Au fil des mois, vous aurez ainsi la satisfaction de voir ce joyeux appendice articulé poindre et saillir de plus en plus, s’allonger graduellement, traduire votre béatitude et vos états d’âme..., ce qui vous obligera à ménager une ouverture dans vos robes, jupes, pantalons, shorts et autres vêtements dont la fonction première est, pudibonderie oblige, de masquer le fondement. Ce petit travail de couture est de ceux dont on se passerait volontiers, mais songez que vous aurez dorénavant le privilège de pouvoir os-ten-si-ble-ment  (c’est le cas de le dire !) témoigner votre allégresse à vos proches, parents, amis, directeurs de conscience, confesseur, percepteur et autres connaissances en remuant non seulement votre arrière-train mais aussi votre coccyx, désormais en voie de développement, mobile et triomphant.

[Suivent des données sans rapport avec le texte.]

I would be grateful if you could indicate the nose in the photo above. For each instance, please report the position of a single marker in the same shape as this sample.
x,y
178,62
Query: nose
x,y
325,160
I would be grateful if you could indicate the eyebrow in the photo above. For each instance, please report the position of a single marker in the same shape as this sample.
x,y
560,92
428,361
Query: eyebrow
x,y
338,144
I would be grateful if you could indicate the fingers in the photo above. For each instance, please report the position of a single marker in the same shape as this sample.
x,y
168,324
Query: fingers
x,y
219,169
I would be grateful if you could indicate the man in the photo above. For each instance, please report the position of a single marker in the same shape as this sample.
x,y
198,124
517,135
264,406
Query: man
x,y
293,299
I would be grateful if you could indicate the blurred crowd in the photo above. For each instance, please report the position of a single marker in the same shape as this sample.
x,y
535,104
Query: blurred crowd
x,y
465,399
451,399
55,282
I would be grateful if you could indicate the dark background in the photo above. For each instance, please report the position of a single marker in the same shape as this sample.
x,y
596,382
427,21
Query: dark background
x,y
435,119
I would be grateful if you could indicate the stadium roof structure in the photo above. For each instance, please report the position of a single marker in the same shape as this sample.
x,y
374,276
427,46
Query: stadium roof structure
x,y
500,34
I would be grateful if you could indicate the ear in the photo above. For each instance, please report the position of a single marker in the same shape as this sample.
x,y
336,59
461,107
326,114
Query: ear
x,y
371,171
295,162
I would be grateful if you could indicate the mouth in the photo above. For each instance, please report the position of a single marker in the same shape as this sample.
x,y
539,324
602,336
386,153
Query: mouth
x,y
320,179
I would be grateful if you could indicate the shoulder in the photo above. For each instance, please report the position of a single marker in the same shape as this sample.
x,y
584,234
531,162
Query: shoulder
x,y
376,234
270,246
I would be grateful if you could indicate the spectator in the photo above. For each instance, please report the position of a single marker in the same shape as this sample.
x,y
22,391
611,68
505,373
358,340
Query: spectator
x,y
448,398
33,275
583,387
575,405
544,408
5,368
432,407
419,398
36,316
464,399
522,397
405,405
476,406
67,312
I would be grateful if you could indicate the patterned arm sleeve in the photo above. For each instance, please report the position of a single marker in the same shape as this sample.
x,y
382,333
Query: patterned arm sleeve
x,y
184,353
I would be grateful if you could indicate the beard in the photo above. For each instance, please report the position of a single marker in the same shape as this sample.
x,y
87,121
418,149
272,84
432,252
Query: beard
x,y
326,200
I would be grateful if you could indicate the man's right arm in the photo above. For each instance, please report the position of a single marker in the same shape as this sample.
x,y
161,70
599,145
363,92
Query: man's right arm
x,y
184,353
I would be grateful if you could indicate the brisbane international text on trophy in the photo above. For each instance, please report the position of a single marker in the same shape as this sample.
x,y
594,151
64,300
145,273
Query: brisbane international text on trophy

Ah ! J’oubliais : la lanière postérieure des strings étant susceptible de provoquer une déviation latérale de votre appendice caudal, le port de cet accessoire très tendance est fortement déconseillé. Pour fortifier votre squelette et favoriser la croissance régulière de cet appendice, prenez aussi régulièrement du calcium et demandez conseil à votre pharmacien pour éviter toute ossification excessive.

Nos ancêtres avaient beau rester sur leur quant-à-soi lorsqu’ils abordaient prudemment un congénère inconnu, la plupart pratiquaient le tatouage, les scarifications et la peinture sur soi pour épater le bourgeois. Réjouissez-vous car une nouvelle partie de votre anatomie, jusqu’ici demeurée dans l’ombre, va susciter un intérêt grandissant chez les prescripteurs de mode. Le bas de soi va devenir très tendance et tous les créateurs de mode vont s’ingénier à habiller, décorer, valoriser, réhabiliter votre appendice caudal. Il pourra être gainé de cuir ou d’alpaga, orné de percings et de brillants, habillé en fonction de la saison, de l’humeur ou des circonstances. Une parure recherchée, quasi aristocratique, ne serait d’ailleurs pas à dédaigner… songez-y. Un peu de dignité que diable : il faut savoir tenir son rang !

Chaque fois que vous vivrez des moments intenses, extatiques et jubilatoires ponctués par de joyeux frétillements du fondement, s’il vous plaît – je vous en prie – ayez une petite pensée pour votre serviteur dont les espiègles facéties, si souvent mal interprétées, suscitent hélas souvent l’incompréhension,voire la hargne et l’inimitié.